# Rossmann Store Sales

Forecast sales using store, promotion, and competitor data

Rossmann operates over 3,000 drug stores in 7 European countries. Currently, Rossmann store managers are tasked with predicting their daily sales for up to six weeks in advance. Store sales are influenced by many factors, including promotions, competition, school and state holidays, seasonality, and locality.
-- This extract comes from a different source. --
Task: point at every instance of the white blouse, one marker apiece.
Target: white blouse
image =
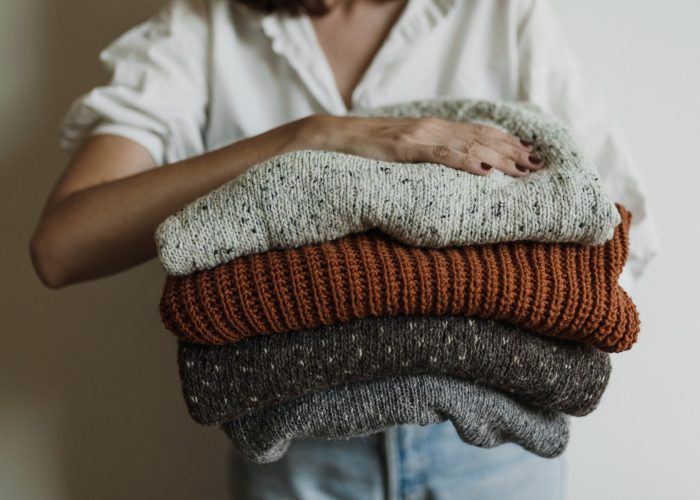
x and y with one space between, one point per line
202 74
With thousands of individual managers predicting sales based on their unique circumstances, the accuracy of results can be quite varied.

# 0.0 Motivation

Store managers attended a monthly status meeting.
CFO requested this solution during a monthly status meeting

# 0.1 The Root Cause of the Problem

CFO wants to renovate stores, so he needs a forecast of the next 6 weeks to renovate stores.

# 0.2 Problem Owner

CFO

# 0.3 Solution Format

- Granularity: Forecast sales per day / store in the next 6 weeks  
- Type of problem: Demand / sales forecast
- Potential methods: Time Series
- Delivery Format: Predictions accessed via cell phone.

# 1.0 Imports

In [None]:
#1.1
from IPython.display       import Image
from IPython.core.display  import HTML
#1.3
import pandas as pd
#2.7.1
import numpy as np
import seaborn as sns

#2.1
import inflection

#2.5
import math

#1.0
import warnings
warnings.filterwarnings( 'ignore' )

## 1.1 Helper Function

In [None]:
def cross_validation( x_training, kfold, model_name, model, verbose=False ):
    mae_list = []
    mape_list = []
    rmse_list = []
    for k in reversed( range( 1, kfold+1 ) ):
        if verbose:
            print( '\nKFold Number: {}'.format( k ) )
        # start and end date for validation 
        validation_start_date = x_training['date'].max() - datetime.timedelta( days=k*6*7)
        validation_end_date = x_training['date'].max() - datetime.timedelta( days=(k-1)*6*7)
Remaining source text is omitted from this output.